Meriwether Lewis first observed sage grouse at the mouth of the Marias River on 6 June 1805. Private John Shields was sent to kill one, but he missed his shot. They expected to see more of them, however, for “the Indians informed us they were common to the Rocky Mountains.” The bird was new to science then, and plentiful throughout the western part of what is now the United States.
Since then the species has declined to the point that it may soon be listed by the U.S. Fish and Wildlife Service as Threatened, under the Endangered Species Act of 1973. Modern interpretations of the expedition’s sage grouse field notes provide insights into the bird’s vulnerability to changing habitats, and give clues to current management requirements necessary to arrest its decline.
The journals record sage grouse encounters from the mouth of the Marias River, up the Missouri to Camp Fortunate, along the trail to Lemhi Pass, along the Salmon River, down the Clearwater River, then to the confluence of the Walla Walla River with the Columbia. Lewis and Clark documented sage grouse abundance and distribution: “The Heath Cock or cock of the Plains is found in the Plains of Columbia and are in great abundance from the enterance of Lewis’s river to the mountains which pass the Columbia between the Great falls and Rapids of that river.” Thus we have a historic account of sage grouse range and abundance, both substantially diminished today. At the confluence of the Snake and Columbia Rivers on 17 October 1805, Clark killed “a Fowl of the Pheasent kind as large as a turkey. The length from his beeck to the end of its tail 2 feet 6-3/4 Inches, from the extremity of its wings across 3 feet and 6 Inches. the tail feathers 13 Inches long, feeds on grass hoppers, and the seed of wild Isoop,” which is now called sagebrush.[2]“Issop”—by which Clark meant hyssop (HISS-up)—is the Biblical name for an aromatic plant used in Hebrew rites of purification; today it refers to a woody Eurasian plant (Hyssopus … Continue reading
Sagebrush: Shelter and Food
Of the twelve species of the genus Artemisia listed in the USDA PLANTS Database, nine are still found in states through which the Lewis and Clark Trail passes.
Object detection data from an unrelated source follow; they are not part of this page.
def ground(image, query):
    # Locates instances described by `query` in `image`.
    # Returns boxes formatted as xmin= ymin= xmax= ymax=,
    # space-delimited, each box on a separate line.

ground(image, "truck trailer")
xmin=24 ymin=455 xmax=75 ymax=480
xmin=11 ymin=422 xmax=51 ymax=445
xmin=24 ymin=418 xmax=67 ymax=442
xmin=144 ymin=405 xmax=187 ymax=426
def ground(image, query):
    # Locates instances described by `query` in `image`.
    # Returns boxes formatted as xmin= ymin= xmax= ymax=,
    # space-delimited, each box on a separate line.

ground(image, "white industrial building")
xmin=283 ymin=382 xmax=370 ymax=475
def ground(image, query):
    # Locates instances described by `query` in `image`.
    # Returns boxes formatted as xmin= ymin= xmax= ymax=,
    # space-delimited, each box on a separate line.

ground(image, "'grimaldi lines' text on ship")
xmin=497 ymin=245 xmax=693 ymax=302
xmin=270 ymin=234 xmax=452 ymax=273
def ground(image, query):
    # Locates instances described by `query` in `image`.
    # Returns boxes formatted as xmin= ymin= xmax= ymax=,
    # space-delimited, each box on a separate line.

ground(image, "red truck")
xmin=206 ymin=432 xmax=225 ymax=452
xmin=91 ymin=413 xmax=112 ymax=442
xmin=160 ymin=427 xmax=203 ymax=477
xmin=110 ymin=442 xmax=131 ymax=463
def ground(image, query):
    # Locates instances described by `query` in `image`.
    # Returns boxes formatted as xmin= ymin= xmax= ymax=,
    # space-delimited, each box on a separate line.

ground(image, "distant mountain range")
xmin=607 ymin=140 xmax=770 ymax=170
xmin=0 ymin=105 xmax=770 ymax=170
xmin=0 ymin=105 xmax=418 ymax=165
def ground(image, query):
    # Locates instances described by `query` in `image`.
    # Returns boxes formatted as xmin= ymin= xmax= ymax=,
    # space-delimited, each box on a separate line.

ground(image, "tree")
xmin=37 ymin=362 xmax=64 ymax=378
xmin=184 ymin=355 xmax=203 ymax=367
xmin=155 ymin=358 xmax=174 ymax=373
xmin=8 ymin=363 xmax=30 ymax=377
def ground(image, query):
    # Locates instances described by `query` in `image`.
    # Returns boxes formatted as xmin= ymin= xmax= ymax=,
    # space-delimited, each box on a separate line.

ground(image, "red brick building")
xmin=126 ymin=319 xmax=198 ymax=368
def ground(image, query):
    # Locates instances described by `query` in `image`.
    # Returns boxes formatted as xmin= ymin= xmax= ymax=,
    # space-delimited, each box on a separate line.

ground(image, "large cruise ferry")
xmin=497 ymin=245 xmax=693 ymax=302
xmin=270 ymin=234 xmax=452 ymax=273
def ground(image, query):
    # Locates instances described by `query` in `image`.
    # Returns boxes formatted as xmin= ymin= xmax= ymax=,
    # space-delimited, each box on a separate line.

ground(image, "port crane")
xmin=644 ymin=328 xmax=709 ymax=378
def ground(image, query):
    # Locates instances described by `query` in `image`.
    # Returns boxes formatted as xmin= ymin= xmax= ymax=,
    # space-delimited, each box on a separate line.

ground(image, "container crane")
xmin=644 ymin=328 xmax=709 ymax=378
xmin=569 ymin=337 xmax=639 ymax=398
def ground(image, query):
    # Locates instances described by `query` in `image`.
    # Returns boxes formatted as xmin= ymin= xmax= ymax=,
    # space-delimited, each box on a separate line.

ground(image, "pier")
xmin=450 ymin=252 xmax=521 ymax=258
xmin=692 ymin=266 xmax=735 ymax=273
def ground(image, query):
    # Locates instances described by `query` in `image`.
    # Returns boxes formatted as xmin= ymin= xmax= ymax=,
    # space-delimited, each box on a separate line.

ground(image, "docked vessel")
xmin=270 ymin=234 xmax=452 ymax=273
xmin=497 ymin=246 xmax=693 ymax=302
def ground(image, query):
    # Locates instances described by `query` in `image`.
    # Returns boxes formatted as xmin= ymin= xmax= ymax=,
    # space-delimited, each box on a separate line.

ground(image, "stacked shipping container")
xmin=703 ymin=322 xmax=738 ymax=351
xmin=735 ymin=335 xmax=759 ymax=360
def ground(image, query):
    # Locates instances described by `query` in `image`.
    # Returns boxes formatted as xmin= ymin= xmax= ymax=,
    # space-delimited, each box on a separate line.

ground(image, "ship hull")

The abbreviation Nutt. following the name stands for Thomas Nuttall, the botanist who first described the big sagebrush, and gave it is scientific name. The genus, pronounced ar-te MEE-zee-uh, is named after Artemis, the Ancient Greek goddess of wilderness; the species, pronounced try-den-TAH-tah, refers to its three-lobed gray-green leaves.
Sagebrush is the critical component of sage grouse diet, and the distribution of sage grouse and big sagebrush overlap. Another important observation was that sage grouse are large birds. Large animals tend to be long-lived, with relatively low reproductive rates, and this is the case with sage grouse. This life style makes such animals especially vulnerable to predation.
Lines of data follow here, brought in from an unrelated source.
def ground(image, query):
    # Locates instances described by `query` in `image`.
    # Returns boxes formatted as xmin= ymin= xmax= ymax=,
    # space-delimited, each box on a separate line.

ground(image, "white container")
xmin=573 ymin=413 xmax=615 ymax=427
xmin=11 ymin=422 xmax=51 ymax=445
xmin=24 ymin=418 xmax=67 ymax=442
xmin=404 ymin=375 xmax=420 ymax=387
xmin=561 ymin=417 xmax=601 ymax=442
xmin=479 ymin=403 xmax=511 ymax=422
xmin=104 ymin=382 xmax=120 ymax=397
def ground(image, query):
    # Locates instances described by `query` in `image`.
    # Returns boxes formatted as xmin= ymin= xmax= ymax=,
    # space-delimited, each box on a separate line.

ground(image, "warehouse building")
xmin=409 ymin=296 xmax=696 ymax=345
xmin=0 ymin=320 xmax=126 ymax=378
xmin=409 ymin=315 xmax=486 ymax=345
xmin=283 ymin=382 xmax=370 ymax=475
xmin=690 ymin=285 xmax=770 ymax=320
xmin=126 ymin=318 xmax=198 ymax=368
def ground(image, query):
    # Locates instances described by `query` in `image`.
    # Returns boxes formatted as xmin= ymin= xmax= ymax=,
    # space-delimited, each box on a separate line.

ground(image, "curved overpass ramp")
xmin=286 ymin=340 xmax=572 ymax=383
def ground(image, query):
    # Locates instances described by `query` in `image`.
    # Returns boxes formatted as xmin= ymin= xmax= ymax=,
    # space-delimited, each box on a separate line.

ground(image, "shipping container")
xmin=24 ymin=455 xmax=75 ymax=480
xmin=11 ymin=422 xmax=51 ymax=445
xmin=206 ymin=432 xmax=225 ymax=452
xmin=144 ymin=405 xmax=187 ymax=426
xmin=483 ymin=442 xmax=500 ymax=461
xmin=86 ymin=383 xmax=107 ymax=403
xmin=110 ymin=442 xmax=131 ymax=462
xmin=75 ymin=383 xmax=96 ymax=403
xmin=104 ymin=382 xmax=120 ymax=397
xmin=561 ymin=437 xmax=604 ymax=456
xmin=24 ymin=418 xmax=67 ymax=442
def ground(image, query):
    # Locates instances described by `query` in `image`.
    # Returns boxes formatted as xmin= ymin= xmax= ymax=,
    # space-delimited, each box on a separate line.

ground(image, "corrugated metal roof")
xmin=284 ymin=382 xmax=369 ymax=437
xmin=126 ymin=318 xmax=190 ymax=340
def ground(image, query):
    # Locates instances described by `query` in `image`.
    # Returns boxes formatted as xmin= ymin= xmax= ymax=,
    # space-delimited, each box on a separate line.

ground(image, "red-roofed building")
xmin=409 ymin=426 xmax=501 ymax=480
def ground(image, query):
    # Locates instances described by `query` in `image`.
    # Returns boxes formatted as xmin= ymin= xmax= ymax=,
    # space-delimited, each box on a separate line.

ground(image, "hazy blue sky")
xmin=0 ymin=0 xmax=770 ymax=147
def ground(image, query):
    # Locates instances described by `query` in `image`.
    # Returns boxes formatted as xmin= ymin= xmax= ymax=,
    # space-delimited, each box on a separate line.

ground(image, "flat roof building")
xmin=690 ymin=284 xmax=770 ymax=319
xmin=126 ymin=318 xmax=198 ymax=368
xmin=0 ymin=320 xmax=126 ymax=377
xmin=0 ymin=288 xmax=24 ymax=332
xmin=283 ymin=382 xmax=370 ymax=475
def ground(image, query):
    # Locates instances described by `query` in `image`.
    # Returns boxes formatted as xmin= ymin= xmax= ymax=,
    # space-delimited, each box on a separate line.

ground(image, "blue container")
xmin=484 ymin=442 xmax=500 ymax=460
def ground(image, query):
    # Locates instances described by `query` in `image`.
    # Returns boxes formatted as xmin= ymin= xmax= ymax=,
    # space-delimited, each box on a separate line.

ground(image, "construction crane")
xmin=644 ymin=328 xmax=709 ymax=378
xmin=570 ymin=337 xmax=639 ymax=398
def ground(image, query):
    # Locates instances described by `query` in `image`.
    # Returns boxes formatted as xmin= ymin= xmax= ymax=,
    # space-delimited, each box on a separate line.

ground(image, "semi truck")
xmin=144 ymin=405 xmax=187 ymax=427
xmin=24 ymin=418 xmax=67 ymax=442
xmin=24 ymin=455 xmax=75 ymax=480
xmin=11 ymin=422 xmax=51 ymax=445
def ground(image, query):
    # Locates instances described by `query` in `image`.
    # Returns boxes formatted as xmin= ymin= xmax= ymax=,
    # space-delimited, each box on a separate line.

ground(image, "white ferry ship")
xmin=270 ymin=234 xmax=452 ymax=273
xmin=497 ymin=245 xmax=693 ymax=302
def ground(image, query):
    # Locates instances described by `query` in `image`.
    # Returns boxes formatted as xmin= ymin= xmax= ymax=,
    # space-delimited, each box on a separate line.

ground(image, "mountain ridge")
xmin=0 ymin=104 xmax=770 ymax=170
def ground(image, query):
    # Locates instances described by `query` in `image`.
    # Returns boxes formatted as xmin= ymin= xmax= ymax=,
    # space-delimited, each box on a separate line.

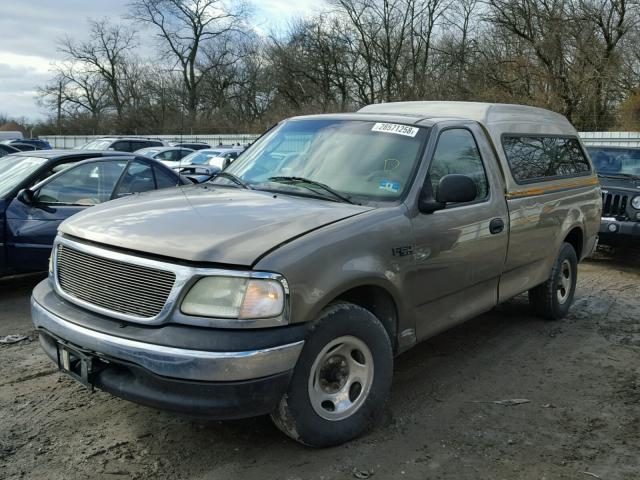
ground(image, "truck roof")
xmin=358 ymin=101 xmax=577 ymax=136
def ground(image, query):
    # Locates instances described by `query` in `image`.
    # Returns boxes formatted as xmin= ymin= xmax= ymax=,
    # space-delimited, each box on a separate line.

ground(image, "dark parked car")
xmin=134 ymin=147 xmax=193 ymax=168
xmin=0 ymin=150 xmax=190 ymax=276
xmin=587 ymin=146 xmax=640 ymax=246
xmin=11 ymin=142 xmax=38 ymax=152
xmin=0 ymin=143 xmax=20 ymax=157
xmin=77 ymin=137 xmax=168 ymax=152
xmin=173 ymin=142 xmax=211 ymax=150
xmin=4 ymin=138 xmax=51 ymax=150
Clark recorded the behavior sage grouse use to avoid predators—”they go in large gangues or Singularly and hide remarkably close when pursued, make short flights, &c.”— along with their coloration: “The colour is an uniform mixture of dark brown reather bordering on a dove colour, redish and yellowish brown with some small black specks. in this mixture the dark brown prevails and has a slight cast of the dove colour at a little distance.” In other words, sage grouse avoid predators through camouflage, singular dispersal and remaining hidden until the last moment of discovery, when they startle their attackers.
Clark’s sage grouse description included an important anatomical feature: “the gizzard of it is large and much less compressed and muscular than in most fowls; in short it resembles a maw (stomach) quite as much as a gizzard.” The gizzard functions to grind food before it enters the stomach. Most birds ingest small stones that are used in the gizzard to facilitate grinding hard foods such as seeds. The sage grouse evolved certain characteristics in association with its habitat, including a diet that consists largely of sagebrush, which, in turn, favored the evolution of a gizzard that is uniquely nonmuscular for a grouse.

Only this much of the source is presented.